Beyond the water pollution, the mines have destroyed and degraded large areas of trout habitat, from smaller creeks entirely covered by waste rock dumps to rivers running through treeless moonscapes. Because they can’t detect selenium pollution, trout have travelled into settling ponds and other areas at the mines that are even more polluted than the Fording River, putting themselves in even greater danger.
While we don’t know the exact combination of factors that led to this tragic trout population collapse (and we may never know), it’s not a stretch to say that it almost certainly has something to do with the coal mines. That’s why we were disappointed to hear Teck telling the public that maybe it was climate change, predation or natural causes that caused the collapse.
“We don’t know what factors contributed to that (the decline),” Teck said to a Canadian Press reporter. It’s time for Teck to be honest and take responsibility for what’s happening downstream of their mines.

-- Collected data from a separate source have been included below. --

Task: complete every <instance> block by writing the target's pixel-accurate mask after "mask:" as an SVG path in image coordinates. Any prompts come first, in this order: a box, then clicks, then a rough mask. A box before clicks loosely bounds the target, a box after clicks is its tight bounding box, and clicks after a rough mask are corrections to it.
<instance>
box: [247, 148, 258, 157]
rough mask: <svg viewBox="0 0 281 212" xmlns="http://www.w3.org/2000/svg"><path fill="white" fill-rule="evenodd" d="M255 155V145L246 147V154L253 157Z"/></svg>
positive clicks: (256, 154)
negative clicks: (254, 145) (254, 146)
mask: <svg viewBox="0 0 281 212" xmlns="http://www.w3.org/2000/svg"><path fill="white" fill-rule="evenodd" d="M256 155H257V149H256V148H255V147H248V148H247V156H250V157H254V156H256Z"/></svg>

Who will protect our fish?
But what’s even more important is for the BC Government to start taking their responsibility to protect our clean water and fish in the Elk Valley seriously. The water pollution problem has been known for decades and the province first set up a task force to study the problem in 1999. Since then, water pollution levels have gone up by a whole lot. While Teck is building a couple water treatment plants that will treat a small portion of the contaminated water, we’re still no closer to a real long-term solution that will stop water pollution at the source. Any plan that relies on someone to keep operating more than a dozen water treatment plants for a thousand years isn’t a plan at all—it’s a delay tactic to keep coal extraction going and leave the public to clean up the mess later.

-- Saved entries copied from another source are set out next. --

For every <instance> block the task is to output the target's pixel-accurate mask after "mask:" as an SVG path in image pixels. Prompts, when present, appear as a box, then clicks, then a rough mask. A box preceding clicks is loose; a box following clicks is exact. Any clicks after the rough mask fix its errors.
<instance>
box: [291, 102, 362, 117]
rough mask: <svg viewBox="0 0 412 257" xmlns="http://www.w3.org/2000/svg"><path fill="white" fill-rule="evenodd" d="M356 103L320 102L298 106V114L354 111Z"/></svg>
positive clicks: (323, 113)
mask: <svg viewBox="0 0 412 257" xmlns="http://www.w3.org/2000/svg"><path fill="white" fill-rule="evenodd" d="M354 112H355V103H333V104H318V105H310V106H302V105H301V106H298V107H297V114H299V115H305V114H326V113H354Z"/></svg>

It has become clear that the Elk Valley Water Quality Plan, now six years old, isn’t working. The plan puts far too much control of the health of the entire Elk Valley watershed and Koocanusa in Teck’s hands—and they’ve shown they can’t be trusted with our clean water and fish.
Right now, Teck is talking about their newest major expansion, a large area called Castle, right along the most polluted stretch of the upper Fording River. They plan to submit their plans for provincial environmental assessment this year1, with decades of mining and another big jump in the long-term water pollution level in the Fording River on the line. It would be crazy for BC to allow Teck to add more pollution in the upper Fording after this disaster, but Teck tends to get what they want from the BC Government.
We’ve reached a turning point in the Elk Valley. After this fish population collapse, will our BC Government wake up and stop letting Teck further add to a toxic legacy that no one has any idea how to clean up? Or is this merely a sign of things to come downstream in the Elk River and Koocanusa as more mining is approved with no long term plan?